Настя очень хотела навестить мать и маленького Федю, побывать в Большом Городце. Ведь так долго она не виделась с матерью. Времечко-то страшное. Фашисты да синюшихины, разные там христопродавцы по деревням рыскают, злобствуют. И сама она побывала в лапах гестапо. Чудом спаслась, точно в сорочке родилась.

Шли они до Большого Городца почти сутки. Настя хорошо знала дорогу, пробирались по окрайкам опушек от деревни к деревне. В Городец пришли когда уже стемнело, в деревенских окнах кой-где мерцали тусклые огоньки. Значит, жила деревня, и это обрадовало Настю. Она заметила огонек в окнах своего дома и с облегчением вздохнула: огонек мерцает — значит, и мать жива, ждет небось дочь-затеряху, не дождется.

Спиридоновна так разволновалась, увидев на пороге непредвиденных пришельцев, что не могла вымолвить и слова. Ведь надо же, дочь Настенька, словно с неба свалилась, воскресла из мертвых. Вот стоит перед матерью живая и невредимая, и не одна, а с парнем.

— Настя, Настенька! — наконец, придя в себя, закричала Спиридоновна.— Уж ждала-то я тебя так долго-долго. И ждать-то устала. И всего-то надумалась.

Чакак стоял и смотрел, как Настя обнимает старенькую мать, стоял, будто бы чужой в

этом доме, совеем посторонний, лишний здесь человек. Он хотел было повернуться и

выйти, но что-то удерживало его, и он ждал.

Настя спросила у матери:

— А Феденька где?

— Спит в боковушке. Пускай спит, не буди.

Настя разговаривала с матерью отрывисто и сбивчиво, волнение в эти минуты переполняло ее — она была несказанно рада, что встретились. Потом вдруг спохватилась, подбежала к Афиногену, повела его в передний угол, посадила на самое почетное место. Спиридоновна глядела на пришельца: кто он такой, откуда? Потом узнала, заулыбалась.

— Ты ночевал у меня — вот и вспомнила. Знакомый чуток. Бедовуху за собой не принесли? — спросила она у Насти.

— Не бойся, мама,— сказала Настя.— Афиноген свой человек. Партизан.

— Теперь времечко такое — каждого бойся.— Спиридоновна заохала: — О-хо-хоюшки! Без опаски в такое лихолетье и жить нельзя. Вон народу-то сколько сгубили, покалечили!

— Так то фашисты,— сказала Настя.— А мы еще живы и будем жить.

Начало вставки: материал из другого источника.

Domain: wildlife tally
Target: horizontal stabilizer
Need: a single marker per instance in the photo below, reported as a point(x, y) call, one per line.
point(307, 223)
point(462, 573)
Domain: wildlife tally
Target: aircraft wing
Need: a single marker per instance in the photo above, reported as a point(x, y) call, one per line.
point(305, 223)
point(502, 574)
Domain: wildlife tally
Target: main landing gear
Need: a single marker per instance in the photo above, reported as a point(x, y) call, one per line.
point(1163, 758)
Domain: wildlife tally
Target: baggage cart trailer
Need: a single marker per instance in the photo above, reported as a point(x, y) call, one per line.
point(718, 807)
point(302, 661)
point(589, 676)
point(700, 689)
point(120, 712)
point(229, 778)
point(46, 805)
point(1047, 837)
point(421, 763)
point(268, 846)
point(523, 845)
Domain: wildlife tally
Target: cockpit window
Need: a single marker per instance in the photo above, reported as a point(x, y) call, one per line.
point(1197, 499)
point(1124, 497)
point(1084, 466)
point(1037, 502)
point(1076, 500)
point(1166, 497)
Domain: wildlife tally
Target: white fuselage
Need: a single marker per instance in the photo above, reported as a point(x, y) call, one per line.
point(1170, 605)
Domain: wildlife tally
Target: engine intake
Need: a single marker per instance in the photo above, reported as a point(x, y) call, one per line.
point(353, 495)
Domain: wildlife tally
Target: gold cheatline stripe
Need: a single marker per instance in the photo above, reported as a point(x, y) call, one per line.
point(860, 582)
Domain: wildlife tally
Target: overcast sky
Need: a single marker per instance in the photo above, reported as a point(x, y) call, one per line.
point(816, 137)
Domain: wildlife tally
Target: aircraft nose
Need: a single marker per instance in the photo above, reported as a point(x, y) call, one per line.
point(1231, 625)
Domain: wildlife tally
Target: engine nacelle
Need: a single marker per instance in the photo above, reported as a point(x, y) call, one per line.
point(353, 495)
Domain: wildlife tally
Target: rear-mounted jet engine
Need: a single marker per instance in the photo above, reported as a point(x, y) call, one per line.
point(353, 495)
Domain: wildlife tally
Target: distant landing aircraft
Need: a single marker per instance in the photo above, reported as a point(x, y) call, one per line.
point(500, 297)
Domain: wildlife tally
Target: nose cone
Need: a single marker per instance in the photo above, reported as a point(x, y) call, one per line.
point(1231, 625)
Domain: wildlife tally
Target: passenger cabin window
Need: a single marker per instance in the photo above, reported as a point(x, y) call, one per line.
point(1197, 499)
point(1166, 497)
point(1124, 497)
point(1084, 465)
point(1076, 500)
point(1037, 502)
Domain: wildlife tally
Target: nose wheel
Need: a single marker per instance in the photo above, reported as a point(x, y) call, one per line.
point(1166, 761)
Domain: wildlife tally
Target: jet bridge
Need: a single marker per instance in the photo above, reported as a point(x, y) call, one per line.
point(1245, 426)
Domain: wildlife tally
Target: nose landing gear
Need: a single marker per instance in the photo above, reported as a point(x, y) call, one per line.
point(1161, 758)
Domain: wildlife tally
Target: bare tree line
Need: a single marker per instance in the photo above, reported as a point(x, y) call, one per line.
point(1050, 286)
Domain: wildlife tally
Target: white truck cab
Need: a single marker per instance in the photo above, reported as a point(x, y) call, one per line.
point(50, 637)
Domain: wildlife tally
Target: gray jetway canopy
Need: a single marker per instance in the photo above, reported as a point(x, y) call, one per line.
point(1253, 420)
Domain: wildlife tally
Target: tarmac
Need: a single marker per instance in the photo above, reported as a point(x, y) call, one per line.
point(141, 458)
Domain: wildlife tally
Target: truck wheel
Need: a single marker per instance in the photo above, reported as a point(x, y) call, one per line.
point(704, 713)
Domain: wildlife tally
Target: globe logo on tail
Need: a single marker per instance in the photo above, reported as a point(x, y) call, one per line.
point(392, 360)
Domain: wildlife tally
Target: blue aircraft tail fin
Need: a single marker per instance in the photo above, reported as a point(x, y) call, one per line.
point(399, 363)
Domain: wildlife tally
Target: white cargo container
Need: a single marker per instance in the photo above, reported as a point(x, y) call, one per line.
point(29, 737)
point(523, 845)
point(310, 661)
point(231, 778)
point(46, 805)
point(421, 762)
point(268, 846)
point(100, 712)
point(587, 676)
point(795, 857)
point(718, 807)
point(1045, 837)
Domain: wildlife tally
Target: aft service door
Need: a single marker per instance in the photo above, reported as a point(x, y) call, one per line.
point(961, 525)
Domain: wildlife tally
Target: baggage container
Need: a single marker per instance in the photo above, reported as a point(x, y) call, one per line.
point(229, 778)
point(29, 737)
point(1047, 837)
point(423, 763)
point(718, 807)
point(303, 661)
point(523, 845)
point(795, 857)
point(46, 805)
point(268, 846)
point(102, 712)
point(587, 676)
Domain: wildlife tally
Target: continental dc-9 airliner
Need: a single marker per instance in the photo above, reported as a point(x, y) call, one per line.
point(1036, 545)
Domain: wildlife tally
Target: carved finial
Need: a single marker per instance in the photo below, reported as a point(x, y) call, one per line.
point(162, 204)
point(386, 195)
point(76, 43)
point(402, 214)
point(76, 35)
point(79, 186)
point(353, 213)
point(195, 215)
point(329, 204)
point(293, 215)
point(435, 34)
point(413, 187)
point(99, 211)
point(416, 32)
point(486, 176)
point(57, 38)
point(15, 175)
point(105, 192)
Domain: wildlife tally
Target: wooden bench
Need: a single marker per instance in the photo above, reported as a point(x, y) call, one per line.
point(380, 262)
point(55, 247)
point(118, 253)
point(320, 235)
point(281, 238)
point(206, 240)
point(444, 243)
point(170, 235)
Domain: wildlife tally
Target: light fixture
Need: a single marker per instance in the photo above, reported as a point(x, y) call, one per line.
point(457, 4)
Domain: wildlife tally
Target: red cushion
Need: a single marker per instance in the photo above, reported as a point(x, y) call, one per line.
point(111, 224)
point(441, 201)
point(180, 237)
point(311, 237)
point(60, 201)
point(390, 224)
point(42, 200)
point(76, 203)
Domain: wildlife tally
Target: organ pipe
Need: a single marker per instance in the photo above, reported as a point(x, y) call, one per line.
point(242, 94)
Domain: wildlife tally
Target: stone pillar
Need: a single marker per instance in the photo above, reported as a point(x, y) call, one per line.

— Живи да оглядывайся.— Спиридоновна взяла в руки ухват, подошла к печке, начала доставать чугунок.— Знамо дело, что они бедовуху принесли, но ведь лучше подальше от них, от супостатов этих. Точно волки голодные рыскают по деревням, хватают людей. Лучше не трогать их. Глядишь — и сбережешь себя. Спасешься.

— Неверно ты говоришь, тетя Катя,— начал возражать Афиноген.— Не согласен я с тобой. Фашистов бить надо, чтоб скорей убрались восвояси. Разобьем, прогоним, и жизнь опять пойдет как по маслу.

— Пойти она пойдет,— еще сердито перечила Спиридоновна,— для тех пойдет, кто живой останется. А если кто не доживет? Как тут быть?

— На то она и война,— сказал Афиноген.— А раз война, все мы рискуем — и я, и Настя... Ради победы рискуем. А ради победы и умереть не страшно.

— Ишь прыткий какой! — вскипятилась тетя Катя.— Ты вот лучше за стол садись. Бери ложку да щи похлебай. Щи без мяса да без хлебушка. Уж не прогневайтесь, гости. Дорога-то была небось длинная. Проголодался, сынок?

— Что верно, то верно, мамаша,— согласился Чакак.— Поесть не откажусь. А сухарики-то у нас свои есть. Ну-ка, Настя, выкладывай.

Настя достала из вещмешка сухари, положила на стол, села рядом с Афиногеном. Спиридоновна налила щей, и они ели с отменным аппетитом — и на самом деле проголодались изрядно. Когда поели, Настя спросила у Афиногена:

— Чакак — интересная фамилия. Чакак, ча-как... Что значит слово — Чакак?

— Чакак — это сорока по-чувашски. Значит, и фамилия у меня простая — Сорокин. По-чувашски — Чакак, по-русски — Сорокин.

— Чак-чак, ча-как — интересно звучит. Это значит — сорока чекочет: ча-че, ча-че, ча-че...

Афиноген засмеялся:

— Настя, ты очень точно подметила. Моя фамилия действительно на сорочье чекотанье похожа. Таких схожестей много в нашем языке.

— Значит, язык чувашский — богатый по различим своим оттенкам и звукам,— сказала Настя.— Скажи-ка несколько фраз по-чувашски.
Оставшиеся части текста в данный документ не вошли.